The recent Montreal meeting of parties to the Kyoto Protocol marked an important step forward toward post-Kyoto initiatives. Despite a frustrating start, the meeting, held to give further impetus to global-warming prevention efforts, ended with a promising decision: Major developed countries, including Japan and the member states of the European Union, agreed to set up a working group to study reduction targets after 2012, which is not stipulated in the protocol.
Moreover, parties to the protocol managed to agree to continue a nonbinding dialogue with the participation of the United States, which has not ratified the Kyoto Protocol, and with developing countries, which are not obliged to reduce greenhouse gases under the protocol.

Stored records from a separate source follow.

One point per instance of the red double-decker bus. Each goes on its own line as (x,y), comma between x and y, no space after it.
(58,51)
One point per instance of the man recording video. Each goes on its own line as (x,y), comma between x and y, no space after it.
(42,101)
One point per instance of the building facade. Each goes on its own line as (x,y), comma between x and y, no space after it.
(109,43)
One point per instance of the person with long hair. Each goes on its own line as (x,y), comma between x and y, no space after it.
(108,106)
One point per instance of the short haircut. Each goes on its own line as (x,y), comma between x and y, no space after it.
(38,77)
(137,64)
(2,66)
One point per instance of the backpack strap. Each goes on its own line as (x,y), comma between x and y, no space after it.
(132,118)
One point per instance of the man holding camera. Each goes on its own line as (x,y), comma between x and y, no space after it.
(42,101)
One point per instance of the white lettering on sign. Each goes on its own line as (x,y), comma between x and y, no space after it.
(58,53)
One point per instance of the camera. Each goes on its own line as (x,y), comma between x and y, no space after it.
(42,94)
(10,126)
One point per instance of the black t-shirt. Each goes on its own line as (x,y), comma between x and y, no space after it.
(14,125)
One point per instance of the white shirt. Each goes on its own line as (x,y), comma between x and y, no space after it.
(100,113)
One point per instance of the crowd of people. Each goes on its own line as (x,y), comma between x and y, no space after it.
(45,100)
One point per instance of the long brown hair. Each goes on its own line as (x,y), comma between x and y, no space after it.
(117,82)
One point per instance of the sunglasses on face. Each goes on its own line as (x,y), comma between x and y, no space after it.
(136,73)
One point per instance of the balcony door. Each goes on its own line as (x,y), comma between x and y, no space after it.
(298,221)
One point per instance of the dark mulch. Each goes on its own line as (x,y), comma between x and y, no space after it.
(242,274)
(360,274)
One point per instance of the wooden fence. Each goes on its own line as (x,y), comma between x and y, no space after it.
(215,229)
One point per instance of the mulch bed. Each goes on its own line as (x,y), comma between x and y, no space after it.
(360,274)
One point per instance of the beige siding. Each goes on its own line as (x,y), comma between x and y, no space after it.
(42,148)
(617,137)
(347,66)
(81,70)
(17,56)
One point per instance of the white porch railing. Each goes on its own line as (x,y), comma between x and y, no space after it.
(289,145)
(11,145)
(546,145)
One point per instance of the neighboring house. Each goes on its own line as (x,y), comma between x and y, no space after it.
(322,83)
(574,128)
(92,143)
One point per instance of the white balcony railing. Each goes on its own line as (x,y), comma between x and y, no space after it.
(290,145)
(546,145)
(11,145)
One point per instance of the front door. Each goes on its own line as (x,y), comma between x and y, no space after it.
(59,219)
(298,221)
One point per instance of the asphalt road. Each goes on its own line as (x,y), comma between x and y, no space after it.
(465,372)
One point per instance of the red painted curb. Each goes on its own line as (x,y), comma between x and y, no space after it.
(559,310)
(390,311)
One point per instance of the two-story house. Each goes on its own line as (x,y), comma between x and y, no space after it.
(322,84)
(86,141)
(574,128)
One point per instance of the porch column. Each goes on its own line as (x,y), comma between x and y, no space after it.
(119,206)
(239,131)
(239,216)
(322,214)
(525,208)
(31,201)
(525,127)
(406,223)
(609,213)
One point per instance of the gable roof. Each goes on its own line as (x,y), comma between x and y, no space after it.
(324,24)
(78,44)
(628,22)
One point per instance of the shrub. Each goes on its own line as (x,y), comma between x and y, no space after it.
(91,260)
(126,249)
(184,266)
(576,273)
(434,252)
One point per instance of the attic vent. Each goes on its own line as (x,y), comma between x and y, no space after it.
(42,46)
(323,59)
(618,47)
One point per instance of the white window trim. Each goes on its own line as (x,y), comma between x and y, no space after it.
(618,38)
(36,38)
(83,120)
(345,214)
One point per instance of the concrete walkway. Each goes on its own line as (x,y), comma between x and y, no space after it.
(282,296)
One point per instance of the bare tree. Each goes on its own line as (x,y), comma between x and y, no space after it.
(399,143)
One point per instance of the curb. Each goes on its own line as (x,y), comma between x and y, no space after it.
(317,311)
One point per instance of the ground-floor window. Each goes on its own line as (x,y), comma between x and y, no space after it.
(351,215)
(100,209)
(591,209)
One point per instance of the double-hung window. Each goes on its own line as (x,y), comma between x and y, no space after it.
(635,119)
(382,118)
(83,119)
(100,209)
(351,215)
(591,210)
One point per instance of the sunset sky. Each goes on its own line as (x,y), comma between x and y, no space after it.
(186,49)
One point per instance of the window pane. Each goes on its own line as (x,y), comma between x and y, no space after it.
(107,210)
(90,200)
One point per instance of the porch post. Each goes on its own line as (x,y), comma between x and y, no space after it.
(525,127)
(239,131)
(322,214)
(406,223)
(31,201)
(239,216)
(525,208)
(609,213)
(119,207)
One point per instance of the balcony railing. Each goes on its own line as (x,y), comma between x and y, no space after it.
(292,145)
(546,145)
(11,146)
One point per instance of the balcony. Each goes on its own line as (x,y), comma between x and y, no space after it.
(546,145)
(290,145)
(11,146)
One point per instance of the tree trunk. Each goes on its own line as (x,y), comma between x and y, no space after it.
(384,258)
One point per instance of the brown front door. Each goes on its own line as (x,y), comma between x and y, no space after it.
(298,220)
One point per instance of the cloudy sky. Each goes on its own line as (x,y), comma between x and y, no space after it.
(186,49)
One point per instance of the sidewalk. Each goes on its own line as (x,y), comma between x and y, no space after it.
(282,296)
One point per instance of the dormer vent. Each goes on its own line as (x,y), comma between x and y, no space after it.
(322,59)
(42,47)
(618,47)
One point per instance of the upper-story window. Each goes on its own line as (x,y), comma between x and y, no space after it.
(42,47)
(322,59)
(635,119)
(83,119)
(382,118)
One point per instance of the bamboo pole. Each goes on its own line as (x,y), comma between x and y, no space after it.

While it is not yet clear what kind of forum for discussion will be established, it is significant that the participants agreed to continue the "flow" of the Kyoto Protocol on a global scale. This probably reflects their view that global warming is becoming a major international problem that no one can ignore.
The meeting was the first full gathering of the parties to the Kyoto Protocol since it went into effect in February of this year. It was attended by nearly 10,000 persons, including government representatives from around the world and members of nongovernmental organizations, making it the largest such meeting so far. In the end, the meeting succeeded in drawing in the U.S. and developing countries and putting post-Kyoto efforts on the radar. Before the meeting began, it was feared that a framework completely different from the Kyoto Protocol was looming on the horizon.